La scintilla scocca fra le parole, la poesia di Agi Mishol
È curata da Anna Linda Callow e da Cosimo Nicolini Coen la prima edizione italiana delle poesie di Agi Mishol, considerata da molti la più importante poetessa israeliana vivente. Ricami su ferro – che sarà presentato oggi pomeriggio (ore 18.00) alla Claudiana dall’autrice, che dialogherà con i curatori del volume e Sara Ferrari, con letture di Miriam Camerini -, questo il titolo della raccolta da poco uscita per i tipi di Giuntina, con i testi pubblicati sia in italiano che in ebraico, è un volume in cui la scrittura è parte di quella stessa quotidianità raccontata nei versi. In Scrivere l’autrice ne racconta il senso più profondo: “La scrittura è la più tortuosa delle vie / per ricevere amore […] è chinarsi sulle parole / finché non si trasformano in porta / e allora farvi irruzione”. Come spiegano i curatori per lei la scrittura è importante come respirare, mangiare, dormire, e la riflette come in uno specchio. Ogni fatto, banale come importante, è mediato dal potere infinito delle parole. Si tratta anche di un’espressione d’amore radicale per l’ebraico, lingua che consente a Mishol di esprimere gli altri amori che strutturano una raccolta che non si pretende esaustiva ma costituisce un buon punto di partenza per far conoscere al pubblico italiano una delle voci poetiche maggiormente note e apprezzate in Israele, già tradotta in numerose lingue europee e non.

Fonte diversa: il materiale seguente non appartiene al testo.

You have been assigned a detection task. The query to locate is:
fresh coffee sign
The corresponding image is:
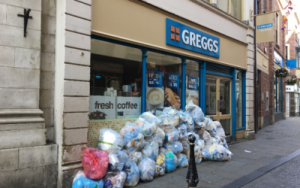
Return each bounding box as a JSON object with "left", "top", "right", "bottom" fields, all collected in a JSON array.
[
  {"left": 167, "top": 73, "right": 179, "bottom": 89},
  {"left": 148, "top": 71, "right": 162, "bottom": 88}
]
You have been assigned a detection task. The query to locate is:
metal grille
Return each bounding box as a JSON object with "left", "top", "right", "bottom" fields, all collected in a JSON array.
[{"left": 206, "top": 63, "right": 232, "bottom": 75}]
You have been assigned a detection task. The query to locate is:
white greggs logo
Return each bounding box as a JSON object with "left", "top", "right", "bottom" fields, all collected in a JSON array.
[
  {"left": 181, "top": 30, "right": 219, "bottom": 53},
  {"left": 166, "top": 18, "right": 220, "bottom": 58}
]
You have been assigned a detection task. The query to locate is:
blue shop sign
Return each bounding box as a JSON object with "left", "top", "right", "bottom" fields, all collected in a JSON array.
[
  {"left": 148, "top": 71, "right": 162, "bottom": 88},
  {"left": 257, "top": 23, "right": 273, "bottom": 29},
  {"left": 188, "top": 76, "right": 198, "bottom": 90},
  {"left": 166, "top": 73, "right": 179, "bottom": 89},
  {"left": 166, "top": 18, "right": 220, "bottom": 58}
]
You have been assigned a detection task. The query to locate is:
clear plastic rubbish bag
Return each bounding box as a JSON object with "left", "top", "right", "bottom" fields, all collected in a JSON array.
[
  {"left": 108, "top": 151, "right": 128, "bottom": 171},
  {"left": 155, "top": 153, "right": 166, "bottom": 176},
  {"left": 165, "top": 141, "right": 183, "bottom": 155},
  {"left": 104, "top": 171, "right": 126, "bottom": 188},
  {"left": 72, "top": 171, "right": 104, "bottom": 188},
  {"left": 200, "top": 131, "right": 210, "bottom": 142},
  {"left": 205, "top": 119, "right": 217, "bottom": 136},
  {"left": 185, "top": 100, "right": 204, "bottom": 123},
  {"left": 163, "top": 107, "right": 180, "bottom": 126},
  {"left": 81, "top": 148, "right": 109, "bottom": 180},
  {"left": 124, "top": 160, "right": 140, "bottom": 187},
  {"left": 135, "top": 112, "right": 160, "bottom": 137},
  {"left": 202, "top": 144, "right": 232, "bottom": 161},
  {"left": 142, "top": 141, "right": 159, "bottom": 161},
  {"left": 165, "top": 151, "right": 177, "bottom": 173},
  {"left": 120, "top": 122, "right": 144, "bottom": 152},
  {"left": 98, "top": 129, "right": 124, "bottom": 153},
  {"left": 165, "top": 128, "right": 179, "bottom": 142},
  {"left": 177, "top": 153, "right": 189, "bottom": 168},
  {"left": 176, "top": 124, "right": 188, "bottom": 140},
  {"left": 128, "top": 151, "right": 142, "bottom": 164},
  {"left": 153, "top": 128, "right": 166, "bottom": 147},
  {"left": 138, "top": 158, "right": 156, "bottom": 182}
]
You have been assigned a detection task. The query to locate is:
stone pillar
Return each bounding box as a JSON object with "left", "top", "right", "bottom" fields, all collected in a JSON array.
[
  {"left": 0, "top": 0, "right": 57, "bottom": 188},
  {"left": 54, "top": 0, "right": 92, "bottom": 187}
]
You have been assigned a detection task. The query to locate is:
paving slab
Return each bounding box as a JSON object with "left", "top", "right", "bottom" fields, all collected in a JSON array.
[{"left": 136, "top": 117, "right": 300, "bottom": 188}]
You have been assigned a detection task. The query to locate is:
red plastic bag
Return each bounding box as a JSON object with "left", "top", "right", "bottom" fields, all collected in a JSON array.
[{"left": 81, "top": 148, "right": 109, "bottom": 180}]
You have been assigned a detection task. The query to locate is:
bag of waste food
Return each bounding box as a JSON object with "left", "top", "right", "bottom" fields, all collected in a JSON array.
[
  {"left": 72, "top": 171, "right": 104, "bottom": 188},
  {"left": 202, "top": 144, "right": 232, "bottom": 161},
  {"left": 165, "top": 141, "right": 183, "bottom": 155},
  {"left": 120, "top": 122, "right": 144, "bottom": 152},
  {"left": 103, "top": 171, "right": 126, "bottom": 188},
  {"left": 141, "top": 141, "right": 159, "bottom": 161},
  {"left": 165, "top": 151, "right": 177, "bottom": 172},
  {"left": 185, "top": 101, "right": 204, "bottom": 123},
  {"left": 200, "top": 131, "right": 210, "bottom": 142},
  {"left": 205, "top": 119, "right": 217, "bottom": 136},
  {"left": 153, "top": 128, "right": 166, "bottom": 147},
  {"left": 165, "top": 128, "right": 179, "bottom": 142},
  {"left": 176, "top": 124, "right": 188, "bottom": 140},
  {"left": 163, "top": 107, "right": 180, "bottom": 126},
  {"left": 124, "top": 160, "right": 140, "bottom": 187},
  {"left": 108, "top": 151, "right": 128, "bottom": 171},
  {"left": 135, "top": 112, "right": 160, "bottom": 137},
  {"left": 128, "top": 151, "right": 142, "bottom": 164},
  {"left": 98, "top": 129, "right": 124, "bottom": 153},
  {"left": 158, "top": 113, "right": 175, "bottom": 131},
  {"left": 81, "top": 148, "right": 109, "bottom": 180},
  {"left": 181, "top": 141, "right": 190, "bottom": 155},
  {"left": 138, "top": 158, "right": 156, "bottom": 182},
  {"left": 155, "top": 153, "right": 166, "bottom": 176},
  {"left": 177, "top": 153, "right": 189, "bottom": 168}
]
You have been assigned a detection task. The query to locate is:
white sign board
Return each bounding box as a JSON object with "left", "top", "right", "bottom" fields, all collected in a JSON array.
[
  {"left": 116, "top": 97, "right": 141, "bottom": 119},
  {"left": 90, "top": 96, "right": 117, "bottom": 119}
]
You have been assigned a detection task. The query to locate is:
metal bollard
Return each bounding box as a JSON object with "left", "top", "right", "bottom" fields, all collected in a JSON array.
[{"left": 186, "top": 134, "right": 199, "bottom": 188}]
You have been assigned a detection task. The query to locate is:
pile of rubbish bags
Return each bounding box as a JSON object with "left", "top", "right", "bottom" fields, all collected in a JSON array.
[{"left": 72, "top": 101, "right": 232, "bottom": 188}]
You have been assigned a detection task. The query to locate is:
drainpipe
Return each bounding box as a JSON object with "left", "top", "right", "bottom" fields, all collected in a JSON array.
[{"left": 254, "top": 0, "right": 258, "bottom": 133}]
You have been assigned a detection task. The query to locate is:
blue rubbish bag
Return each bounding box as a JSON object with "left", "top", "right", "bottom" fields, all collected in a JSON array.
[{"left": 124, "top": 160, "right": 140, "bottom": 187}]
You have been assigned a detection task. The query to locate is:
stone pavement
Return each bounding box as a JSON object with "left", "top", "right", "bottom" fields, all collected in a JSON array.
[
  {"left": 137, "top": 117, "right": 300, "bottom": 188},
  {"left": 243, "top": 155, "right": 300, "bottom": 188}
]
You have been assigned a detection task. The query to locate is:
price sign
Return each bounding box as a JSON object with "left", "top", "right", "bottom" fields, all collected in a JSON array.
[
  {"left": 187, "top": 76, "right": 198, "bottom": 90},
  {"left": 148, "top": 71, "right": 162, "bottom": 88},
  {"left": 166, "top": 73, "right": 180, "bottom": 89}
]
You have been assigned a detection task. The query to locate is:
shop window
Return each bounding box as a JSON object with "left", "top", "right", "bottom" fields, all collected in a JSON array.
[
  {"left": 146, "top": 51, "right": 182, "bottom": 111},
  {"left": 235, "top": 71, "right": 243, "bottom": 128},
  {"left": 185, "top": 60, "right": 200, "bottom": 106},
  {"left": 89, "top": 39, "right": 142, "bottom": 120}
]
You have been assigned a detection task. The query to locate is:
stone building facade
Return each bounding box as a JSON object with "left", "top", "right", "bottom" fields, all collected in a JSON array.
[
  {"left": 257, "top": 1, "right": 286, "bottom": 128},
  {"left": 0, "top": 0, "right": 255, "bottom": 188}
]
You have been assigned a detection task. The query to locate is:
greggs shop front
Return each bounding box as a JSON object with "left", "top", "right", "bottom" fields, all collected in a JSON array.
[{"left": 88, "top": 0, "right": 247, "bottom": 146}]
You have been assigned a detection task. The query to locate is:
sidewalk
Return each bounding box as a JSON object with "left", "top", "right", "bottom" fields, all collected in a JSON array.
[{"left": 137, "top": 117, "right": 300, "bottom": 188}]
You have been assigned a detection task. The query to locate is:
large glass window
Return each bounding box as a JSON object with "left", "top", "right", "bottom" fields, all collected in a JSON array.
[
  {"left": 146, "top": 52, "right": 182, "bottom": 111},
  {"left": 274, "top": 74, "right": 282, "bottom": 113},
  {"left": 185, "top": 60, "right": 200, "bottom": 105},
  {"left": 89, "top": 39, "right": 142, "bottom": 120},
  {"left": 235, "top": 71, "right": 243, "bottom": 128}
]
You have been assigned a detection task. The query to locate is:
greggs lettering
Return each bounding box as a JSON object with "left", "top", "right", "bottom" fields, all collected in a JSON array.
[{"left": 166, "top": 18, "right": 220, "bottom": 58}]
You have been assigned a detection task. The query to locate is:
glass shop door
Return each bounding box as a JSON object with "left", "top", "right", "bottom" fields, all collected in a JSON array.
[{"left": 205, "top": 75, "right": 232, "bottom": 136}]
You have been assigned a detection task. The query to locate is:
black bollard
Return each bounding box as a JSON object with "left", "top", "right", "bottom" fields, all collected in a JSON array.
[{"left": 186, "top": 134, "right": 199, "bottom": 188}]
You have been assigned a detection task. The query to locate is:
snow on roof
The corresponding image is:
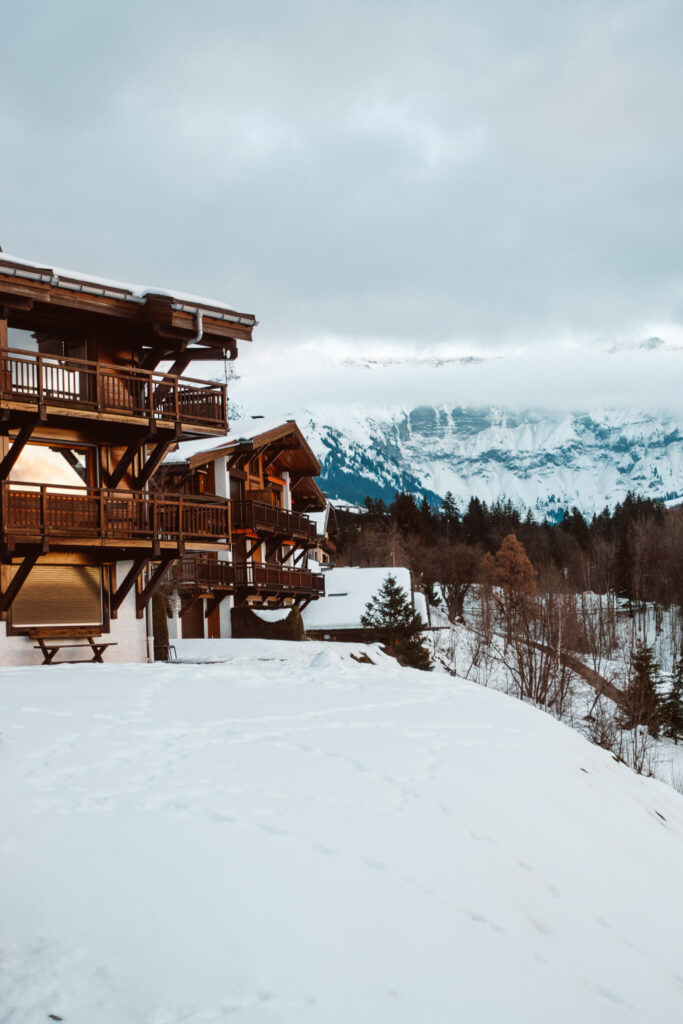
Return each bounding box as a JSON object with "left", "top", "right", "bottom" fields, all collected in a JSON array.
[
  {"left": 0, "top": 251, "right": 256, "bottom": 326},
  {"left": 228, "top": 416, "right": 288, "bottom": 444},
  {"left": 306, "top": 505, "right": 330, "bottom": 537},
  {"left": 164, "top": 417, "right": 323, "bottom": 465},
  {"left": 303, "top": 566, "right": 412, "bottom": 630}
]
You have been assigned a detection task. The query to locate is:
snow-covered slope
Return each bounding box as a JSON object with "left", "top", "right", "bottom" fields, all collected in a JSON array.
[
  {"left": 0, "top": 641, "right": 683, "bottom": 1024},
  {"left": 297, "top": 406, "right": 683, "bottom": 515}
]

“Per le prime generazioni di poeti della letteratura ebraica moderna, la scrittura è stata non soltanto un ‘microfono attaccato alla tempia’ (Scrivere), sorta di megafono dell’interiorità, ma anche, e forse soprattutto, il luogo e lo strumento in cui una nuova interiorità si andava costituendo, come Ariel Hirschfeld – proprio nel merito del ruolo giocato dalla lingua le ebraica nelle vicende dello Yishuv, prima, e dello Stato d’Israele poi – ha ricordato”, scrivono i curatori.
“Non potrei parlare, scrivere, sentire in nessun’altra lingua” ha affermato Mishol nel film Misafa lesafa. D’une langue à l’autre di Nurith Aviv, con un atteggiamento che mescola fierezza e stupore che si ripropone anche nel suo amore per la natura e per la terra.
“Vi è del resto un’analogia tra il lavoro della terra e il lavoro sulla lingua, entrambe questioni centrali e cariche di rimandi nella storia del ritorno del popolo ebraico alla Terra di Israele, entrambi campi dove un faticoso lavoro ha dato storicamente i propri frutti. Mishol tuttavia non manca di sottolineare le differenze tra gli esiti che si danno nell’ambito della natura, da una parte, e quelli auspicabilmente realizzabili nel dominio delle lettere, dall’altra. Infatti mentre ‘Nel frutteto aleggia un pensiero / senza pensatore / sulla mancanza di fantasia della natura. / Ogni cosa a suo tempo. La tristezza / infinita del circolo. / L’offesa dell’unica scelta. / Nessun caco produrrà un cetriolo’ (Notturno II).” Suggeriscono i curatori che esiste per Mishol un primato della parola sulla realtà naturale, come se la scrittura potesse sostituirsi alla madre biologica, costituendo una via di scampo quando l’esistenza sembra escluderlo.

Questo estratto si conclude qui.